The brew day for our fourth annual Funky Dark Saison is right around the corner and I'll be blending and bottling the third batch this weekend, so there was no time like the present to taste the second batch aged on Cabernet Sauvignon grapes. At two years old it is a wonderful marriage of sour beer and wine: hearty, complex, and still balanced.
Funky Dark Saison #2 on Cabernet Sauvignon
Appearance – A thin off-white head sits on top of a nearly opaque dark brown body. During the pour I can see deep purple tones, but the beer is too dark for them to be visible in such a wide glass. The edges look clear (not surprising after two years). Despite the poor head retention the ring that persists is trailed by lacing.
Smell – Huge aroma that I can smell as soon as I start pouring. Toasted and chocolate malt, jammy fruit, spice, and clean alcohol. It is hard to tell if the spice is from the yeast, grapes, oak, or black cardamom (probably something from all four).

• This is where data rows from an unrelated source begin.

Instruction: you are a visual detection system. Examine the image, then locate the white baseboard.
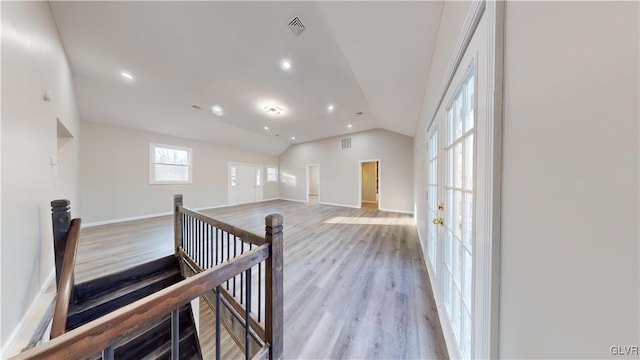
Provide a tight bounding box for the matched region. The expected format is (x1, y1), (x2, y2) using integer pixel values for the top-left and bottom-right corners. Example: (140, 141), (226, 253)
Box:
(378, 207), (414, 215)
(278, 198), (307, 203)
(319, 201), (360, 209)
(82, 211), (173, 228)
(82, 198), (284, 228)
(1, 269), (55, 358)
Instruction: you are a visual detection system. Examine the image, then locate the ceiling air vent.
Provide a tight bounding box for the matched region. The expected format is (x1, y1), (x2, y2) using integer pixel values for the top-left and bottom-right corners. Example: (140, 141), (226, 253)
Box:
(341, 137), (352, 151)
(288, 17), (305, 36)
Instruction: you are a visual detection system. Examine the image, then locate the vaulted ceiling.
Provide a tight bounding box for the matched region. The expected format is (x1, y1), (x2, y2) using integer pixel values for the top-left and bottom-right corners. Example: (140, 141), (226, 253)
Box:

Taste – Starts like a bold red wine, the sourness hits the middle of the tongue fading as the malt picks up in the finish. I love a beer that progresses through each sip, changing as it travels over the tongue. The lactic acid is smooth and not overpowering, but there is no question that this is a sour beer. The peppery spice of the yeast comes through more than in the aroma. ~11% ABV adds warmth, but the sourness hides the booze surprisingly well.
Mouthfeel – Doesn't come off as thin or hot, but the featherweight body and moderate-high carbonation let you know it is Belgian. The tannins extracted during the long time spent sitting on the grape skins helps to add firmness.
Drinkability & Notes – I think this batch is terrific, I'd put it up against Russian River Consecration any day. The grapes temper the black cardamom, and their sugars helped spur additional souring. I'm trying to hang onto as many bottles as I can, this one should be even better in a year or two.